Padded sequence leading to different results

Hi all,

I am coding a seq2seq model with inputs of different length. Therefore, I am using pad_packed_sequence and pack_padded_sequence in the Encoder. However, in test time I noticed some differences depending on the shuffle of the data. Testing which is the problem, I noticed slight differences in results, here is a toy example to explain which is the problem. As initialization:

seq = 4
batch = 3
in_size = 5
hidden_size = 7

input = Variable(torch.rand(seq,batch, in_size))
hidden = Variable(torch.zeros(1, batch, hidden_size))
init_hidden = Variable(torch.zeros(1, 1, hidden_size))

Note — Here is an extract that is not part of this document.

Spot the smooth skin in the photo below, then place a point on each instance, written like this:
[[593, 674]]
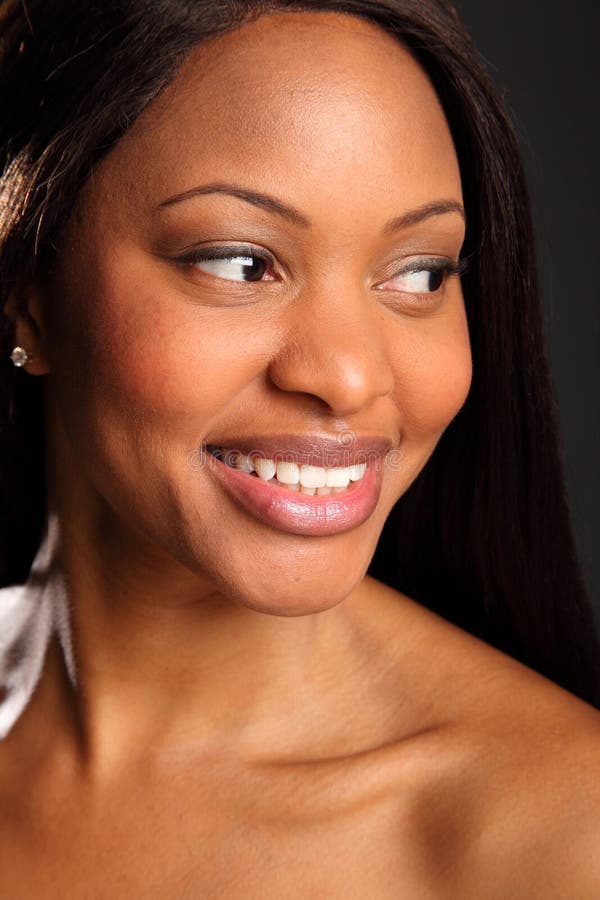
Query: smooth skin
[[256, 718]]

rnn = nn.GRU(in_size, hidden_size, 1)

batch_len = [4,3,2]
for i in range(1,batch):
        input[batch_len[i]:,i,:] = 0

input0 = input[:, 0].unsqueeze(1)
input1 = input[:batch_len[1], 1].unsqueeze(1)
input2 = input[:batch_len[2], 2].unsqueeze(1)
input_pad = pack_padded_sequence(input, batch_len)

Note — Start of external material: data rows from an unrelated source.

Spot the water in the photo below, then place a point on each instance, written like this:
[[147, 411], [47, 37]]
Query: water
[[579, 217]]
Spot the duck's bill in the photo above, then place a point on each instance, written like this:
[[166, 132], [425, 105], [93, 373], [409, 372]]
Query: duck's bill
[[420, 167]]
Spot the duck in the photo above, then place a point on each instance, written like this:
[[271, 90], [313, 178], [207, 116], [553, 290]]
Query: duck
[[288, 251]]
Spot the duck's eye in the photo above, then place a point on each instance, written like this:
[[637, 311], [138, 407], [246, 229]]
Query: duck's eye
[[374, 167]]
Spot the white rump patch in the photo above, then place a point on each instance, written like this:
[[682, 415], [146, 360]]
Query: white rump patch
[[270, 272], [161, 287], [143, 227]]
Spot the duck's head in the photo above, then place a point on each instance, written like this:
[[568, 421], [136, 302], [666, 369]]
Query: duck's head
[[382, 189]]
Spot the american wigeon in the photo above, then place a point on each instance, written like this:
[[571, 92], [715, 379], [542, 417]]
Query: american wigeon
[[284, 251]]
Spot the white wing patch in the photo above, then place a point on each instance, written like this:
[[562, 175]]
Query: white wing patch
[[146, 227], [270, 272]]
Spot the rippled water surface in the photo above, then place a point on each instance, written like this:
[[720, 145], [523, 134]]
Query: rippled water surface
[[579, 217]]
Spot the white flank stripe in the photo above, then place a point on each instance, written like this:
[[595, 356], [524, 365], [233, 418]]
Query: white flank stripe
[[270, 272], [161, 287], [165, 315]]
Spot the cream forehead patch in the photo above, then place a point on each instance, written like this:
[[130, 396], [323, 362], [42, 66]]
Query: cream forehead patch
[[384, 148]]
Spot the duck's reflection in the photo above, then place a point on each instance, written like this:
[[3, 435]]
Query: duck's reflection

I assume that the output and hidden state should be the same using input_pad or the concatenation of the three input*

output_pad, hidden = rnn(input_pad, hidden)
output0, hidden0 = rnn(input0, init_hidden)
output1, hidden1 = rnn(input1, init_hidden)
output2, hidden2 = rnn(input2, init_hidden)

output, out_len = pad_packed_sequence(output_pad)

However, there are small changes:

>>> print((torch.cat([hidden0,hidden1, hidden2],1) - hidden).abs().sum())
Variable containing:
1.00000e-07 *
  1.6391
[torch.FloatTensor of size 1]

>>> (torch.cat([output0, torch.cat([output1,Variable(torch.zeros(output.size(0)-output1.size(0),output1.size(1),output1.size(2)))],0), torch.cat([output2,Variable(torch.zeros(output.size(0)-output2.size(0),output2.size(1),output2.size(2)))],0)],1) - output).abs().sum()
Variable containing:
1.00000e-07 *
  3.4925
[torch.FloatTensor of size 1]

I am using the padded and packed functions correctly? Is there a bug in this functions? I’ve got the impression that this can lead me to different models in real scenarios.

Thank you very much and sorry for the long post.